ウィズ感染症、ウィズ災害

 残暑厳しい中でもヒグラシの声が聞こえるようになり、秋の気配が感じられる今日この頃ですが、夏休みが終わりに近づくにつれ、不安を感じる子どもが多くなる時期でもあります。純粋で敏感、まっすぐな子どもの心 ─── どうか、子どもたちがスムーズに新学期を迎えられますようにと、祈るばかりです。そんな、子どもの心を思う時、2人の子どもとのことが思い出されてきます。

 ひとつは、私が校長を務めた最初の小学校でのことです。東日本大震災が起こった直後、6年生のAさんが、大震災の被害状況を伝える報道記事を持って、私のところに泣きながら走ってきました。
「校長先生、僕の親戚の子が、東北におるねん。今、どうしているか、ものすごく心配やねん」
 と、涙声で訴えてきたのです。私はこの時、心に期しました。
─── この子は、誰かに今の自分の思いを訴えたくてたまらないのだ。この子の心からの叫びを、真摯に受け止めなければならない。そのために、被災地とこの学校の子どもたちとをつなぐ教育をしなければならない・・・。
 その後、私の思いをつないでくれた教職員の皆さんのチーム力のおかげで、岩手県・陸前高田市立横田小・中学校(当時)との交流として結実しました。当時の教職員の皆さん、そして、現在も継続しているこの交流にご尽力いただいている管理職・教職員の皆さんに、感謝の思いでいっぱいです。(注1)

 もうひとつは、私が校長を務めた2校目の小学校でのことです。6年生の社会見学で、神戸市中央区にある「阪神・淡路大震災記念 人と防災未来センター」に出かけました。館内には阪神・淡路大震災についての展示のほか、東日本大震災についての展示もありました。そこには津波映像を見るコーナーがあったのですが、Bさんはそれを見て気分が悪くなり、しばらく横になってしまったのです。私はこの子の様子を見て、申し訳ない思いが込み上げてきたのを、今でも忘れることができません。
─── ごめんね、つらい思いをさせて・・・。東日本大震災について、学校として、しっかりと学ぶようにしていなかったためだよ。これからは、こんな思いにならない教育をしていくからね・・・。
 その後、そのための取組のひとつとして、毎月11日になると”その日を忘れない”ために、「今日は、東日本大震災から〇年〇ヶ月の日です」と、子どもたちや教職員に伝えるようにしたのです。
 阪神・淡路大震災も、東日本大震災も、過去の災害として忘れてはなりません。また、遠い地域での災害として捉えてはなりません。“自分のこと”として、これらの経験から学んでいく姿勢が、さまざまな自然災害が頻発している今の時代だからこそ、より一層必要だと思えてなりません。
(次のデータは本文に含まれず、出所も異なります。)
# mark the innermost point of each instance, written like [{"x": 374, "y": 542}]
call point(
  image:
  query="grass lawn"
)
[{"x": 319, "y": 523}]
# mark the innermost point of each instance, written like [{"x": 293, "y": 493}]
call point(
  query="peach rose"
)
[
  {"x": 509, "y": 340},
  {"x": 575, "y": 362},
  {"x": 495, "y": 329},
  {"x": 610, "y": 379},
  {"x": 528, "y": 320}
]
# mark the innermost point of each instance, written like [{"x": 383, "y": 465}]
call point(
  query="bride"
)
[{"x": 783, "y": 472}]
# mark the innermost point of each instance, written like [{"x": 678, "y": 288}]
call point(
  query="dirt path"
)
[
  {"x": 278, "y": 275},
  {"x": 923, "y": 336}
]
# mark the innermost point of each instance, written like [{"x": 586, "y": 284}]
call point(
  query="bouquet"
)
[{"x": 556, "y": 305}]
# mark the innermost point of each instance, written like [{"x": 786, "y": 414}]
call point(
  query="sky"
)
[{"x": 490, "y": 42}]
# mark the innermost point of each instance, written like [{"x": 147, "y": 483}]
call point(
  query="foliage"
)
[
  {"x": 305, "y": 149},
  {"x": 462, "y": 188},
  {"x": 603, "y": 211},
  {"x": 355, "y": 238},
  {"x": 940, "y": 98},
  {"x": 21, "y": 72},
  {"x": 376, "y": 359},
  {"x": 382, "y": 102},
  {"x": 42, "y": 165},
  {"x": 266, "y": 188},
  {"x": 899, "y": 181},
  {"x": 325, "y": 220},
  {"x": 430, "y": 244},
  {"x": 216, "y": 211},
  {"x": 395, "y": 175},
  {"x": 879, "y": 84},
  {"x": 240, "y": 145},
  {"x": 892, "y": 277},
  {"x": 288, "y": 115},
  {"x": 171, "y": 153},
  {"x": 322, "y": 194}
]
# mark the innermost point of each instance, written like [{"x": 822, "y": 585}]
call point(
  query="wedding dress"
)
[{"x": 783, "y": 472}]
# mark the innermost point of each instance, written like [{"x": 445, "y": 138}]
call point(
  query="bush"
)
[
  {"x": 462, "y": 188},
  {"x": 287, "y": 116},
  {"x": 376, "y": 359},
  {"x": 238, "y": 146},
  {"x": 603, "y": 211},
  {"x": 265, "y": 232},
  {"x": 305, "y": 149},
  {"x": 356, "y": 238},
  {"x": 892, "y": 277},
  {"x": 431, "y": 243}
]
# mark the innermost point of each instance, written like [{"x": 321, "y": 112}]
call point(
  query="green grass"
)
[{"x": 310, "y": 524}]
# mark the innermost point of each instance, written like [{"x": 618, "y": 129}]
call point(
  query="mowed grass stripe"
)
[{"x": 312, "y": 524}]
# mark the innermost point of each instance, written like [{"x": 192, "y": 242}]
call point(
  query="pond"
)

 毎年9月1日の「防災の日」には各校で防災訓練を行いますが、避難訓練での校長の言葉として、私はいつも次のように子どもたちに語りかけました。
 「もし、地震や台風などの災害が起きた時は、『押さない、遅れない、おしゃべりしない』という、3つの『お』が大切ですが、それ以上に大切なことがあります。それは、『どんな子とも仲良くなる』ことです。いざという時に、助け合うことが、互いの命を守るからです。『どんな子とも仲良くなる』ことは、『自分や友だちの命を守る』ことなのです」
 阪神・淡路大震災の時も、東日本大震災の時も、互いに助け合って生き延びることができたという事例が数多く紹介され、感動を覚えたのは私だけではないでしょう。いつ災害が起きてもおかしくない時代を生きていく子どもたちが、『どんな子とも仲良くなる』心情をしっかりと持つ力は、最も身につけて欲しい力のひとつだと痛感します。

 未だ収束が見えないコロナ禍に加えて、予測できない自然災害の脅威 ─── 子どもたちが活躍するこれからの時代は、感染症や自然災害とともに生きていく時代であり、まさに、“ウィズ感染症” “ウィズ災害”であるとの思いを強くする昨今です。だからこそ、我々おとなたちが経験を活かして知恵を出し合い、感染症や自然災害に負けない子どもの育成に全力を挙げたいと強く思うのです。

 ヒグラシが鳴き始めた夕暮れ時、西の空が真っ赤に染め上がってきました。“子どもたち、2学期も元気で健康に、そして、仲良く学校生活を送ってね” “教職員の皆さん、2学期もご苦労様です。どうぞよろしくお願いします”と、心で合掌しながら、鮮やかな夕日を眺めていました。

 ~ “コロナに災害に負けないで!” と、心で叫ぶ日 ~  (勝)

(注1)2021年2月9日に掲載したコラム 「3・11」 でも触れています。